Wat dat betreft hebben Andrea Leine en Harijono Roebana in componist Dun Tan een soulmate gevonden. Niet zozeer vanwege zijn lyrische, traditionele muzikale scores voor films als Crouching Tiger, Hidden Dragon en Hero, maar meer vanwege zijn experimenteler composities, waarin hij ook organische materialen als papier, stenen en water gebruikt.

Dat laatste element geeft Snow in June een van de sterkste openingen sinds The black piece van Ann Van den Broek. Vreemde, ijle klanken doorklieven het donker, vier bakken met water lichten op. Vier percussionisten van de Youth Percussion Pool – onder leiding van Tatiana Koleva – geven het water, met behulp van plastic bekertjes, pvc-buizen en allerhande keukenapparatuur, een ‘stem’ die bubbelt en bruist, ploft en plonst.

Het licht in het water danst over het plafond en het toneel. Water in beweging is muziek, water in beweging is dans. Zo ook zijn de muzikanten, onder wie cellist Jakob Koranyi, niet slechts passieve aangevers langs de kant, maar performers.

Leine en Roebana kwamen met Dun Tan in contact toen de Cello Biënnale hen vroeg om voor hun 2012-editie een choreografie te maken op zijn (korte) compositie Snow in June. Dat smaakte, voor alle partijen, naar meer.

Helaas kwam, door het drukke werkschema van Tan, de wens een nieuwe compositie te maken niet van de grond. De soundtrack is een verzameling van oudere muziekstukken geworden, van een fragment uit Crouching Tiger, Hidden Dragon tot – natuurlijk – het originele Snow in June en een slagwerkcompositie van Iannis Xenakis.

Zo hebben Leine en Roebana het zichzelf niet gemakkelijk gemaakt. Het blijkt moeilijk de verschillende muziekstukken op een organische wijze in elkaar te laten overlopen, zelfs al fungeert de Taiwanese Kai-Yun Chen in haar wijde gewaad (een hoge priesteres?) als rode draad. Een andere hoofdrolspeler is Uri Eugenio die zich losmaakt uit de massa, zijn eigen stem vindt in de kakofonie van klanken en beweging en uiteindelijk zelfs van plek ruilt met zijn Taiwanese tegenspeelster.

De grilligheid van de experimenteler composities past goed bij de voorspelbare onvoorspelbaarheid van de dans en het is prachtig om te zien hoe de woeste uithalen van slagwerker Koleva doordreunen in de armen van Eugenio. Toch blijven vooral de groepsstukken nog te veel en te lang hangen in een zelfde intensiteit, de dansers bevangen door een nerveuze energie, als een hogedrukpan altijd onder spanning.

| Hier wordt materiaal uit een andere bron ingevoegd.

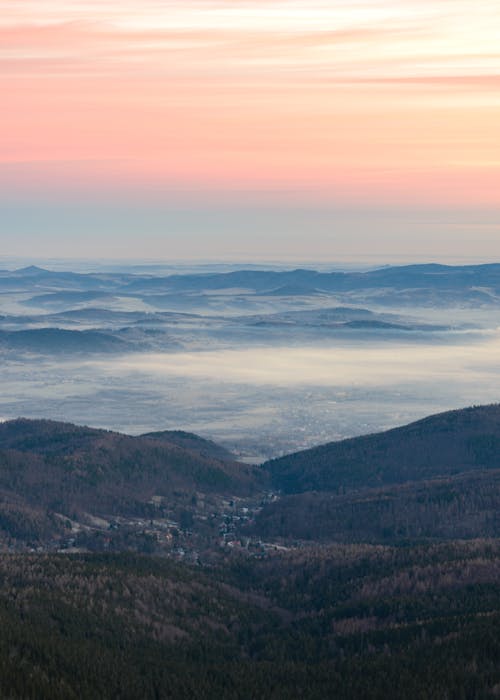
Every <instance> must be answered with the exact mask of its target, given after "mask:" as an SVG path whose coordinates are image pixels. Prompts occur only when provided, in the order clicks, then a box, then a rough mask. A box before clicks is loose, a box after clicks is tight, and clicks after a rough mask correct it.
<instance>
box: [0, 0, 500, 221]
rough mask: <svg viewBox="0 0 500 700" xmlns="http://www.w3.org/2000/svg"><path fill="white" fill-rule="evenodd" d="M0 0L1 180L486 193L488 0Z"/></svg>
mask: <svg viewBox="0 0 500 700" xmlns="http://www.w3.org/2000/svg"><path fill="white" fill-rule="evenodd" d="M0 6H1V7H2V10H3V11H2V13H1V15H0V57H1V65H2V69H1V77H0V87H1V90H2V94H4V95H6V96H8V99H7V101H6V107H4V110H3V112H2V116H1V117H0V119H1V123H2V129H1V134H2V142H1V150H0V167H1V170H0V181H1V184H2V190H3V191H4V193H5V192H7V193H9V194H10V195H11V196H12V197H14V198H16V197H23V198H28V199H29V198H31V197H34V198H35V199H36V198H40V197H42V198H43V197H50V198H51V199H52V200H53V199H57V198H63V199H64V198H66V197H77V198H78V197H80V196H81V197H84V196H87V197H88V196H91V195H92V196H94V195H99V196H100V197H104V198H105V197H106V193H108V194H109V196H110V197H115V196H119V194H120V193H126V194H127V196H130V193H133V194H134V196H135V197H136V198H138V199H139V200H141V201H145V200H148V198H158V197H160V198H161V197H162V196H164V195H167V194H168V196H171V195H172V193H173V192H181V193H191V194H192V196H193V197H195V198H196V197H197V196H198V195H200V196H201V194H203V193H204V195H203V196H205V197H206V196H211V197H216V198H219V199H221V200H223V201H224V202H227V201H230V200H231V196H232V195H234V196H240V195H241V193H248V192H252V193H255V192H257V193H261V195H260V196H262V197H263V198H264V199H265V198H266V197H267V198H268V197H271V198H272V196H273V193H274V194H275V195H276V197H283V196H284V197H285V198H286V197H287V196H288V197H290V198H291V199H292V200H294V201H295V200H296V198H297V197H298V198H299V200H300V201H301V202H304V203H305V204H307V205H308V206H309V205H314V204H317V203H319V204H320V205H324V204H329V205H332V204H333V205H340V206H349V207H354V208H356V207H357V206H363V207H365V206H371V205H377V206H378V205H381V204H382V205H384V206H385V205H390V206H394V205H396V206H417V207H418V206H427V207H436V206H440V207H441V206H443V207H448V208H450V207H461V208H463V207H476V208H477V207H488V208H491V207H498V205H499V204H500V188H499V186H498V183H499V182H500V135H499V133H500V129H499V124H500V52H499V49H498V37H499V36H500V6H499V4H498V2H497V1H496V0H495V1H493V2H492V1H491V0H489V1H486V2H483V3H481V4H480V6H478V5H473V4H472V3H471V2H470V0H458V1H457V2H453V3H451V2H449V0H432V2H431V1H430V0H423V1H421V2H415V1H413V0H405V1H404V2H401V1H400V0H399V1H397V2H396V0H385V1H384V0H380V1H379V2H373V1H370V0H361V1H360V2H356V3H346V2H338V1H336V0H332V1H330V2H320V1H319V0H312V1H311V2H308V3H305V2H299V1H296V0H282V1H280V2H276V1H272V0H270V1H265V0H260V1H253V2H252V1H248V2H239V1H235V0H231V1H227V2H222V1H218V2H216V1H212V0H198V1H194V0H183V2H160V1H159V0H158V1H154V0H146V1H143V2H139V1H138V0H127V1H125V2H121V3H117V2H111V1H110V0H102V1H101V2H90V1H87V2H85V1H81V2H70V3H62V2H55V1H51V0H43V1H42V2H39V1H38V2H32V1H30V0H26V1H25V0H23V1H20V0H16V1H15V2H3V3H0ZM200 193H201V194H200ZM255 196H257V195H255ZM257 199H258V197H257Z"/></svg>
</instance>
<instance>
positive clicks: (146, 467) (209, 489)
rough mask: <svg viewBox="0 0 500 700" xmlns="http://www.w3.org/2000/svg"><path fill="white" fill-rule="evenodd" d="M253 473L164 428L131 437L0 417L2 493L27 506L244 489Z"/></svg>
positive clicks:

Eugenio en Chen zijn in transitie, maar de groep (Tim Persent, Heather Ware, Luana van Eekeren, Audrey Apers, Camilla Bundel, Fariza Achoendova) lijkt minder uitgewerkt, zelfs al dragen ze de ene keer wit, de andere keer zwart. Toegegeven, daar moet Snow in June ook over gaan: zij staan voor de massa, hun woeste gebaren voor het chaotische en verwoestende effect dat de mens heeft op de natuur. De muziek toont meer nuance. Maar dat kunnen Leine en Roebana ook!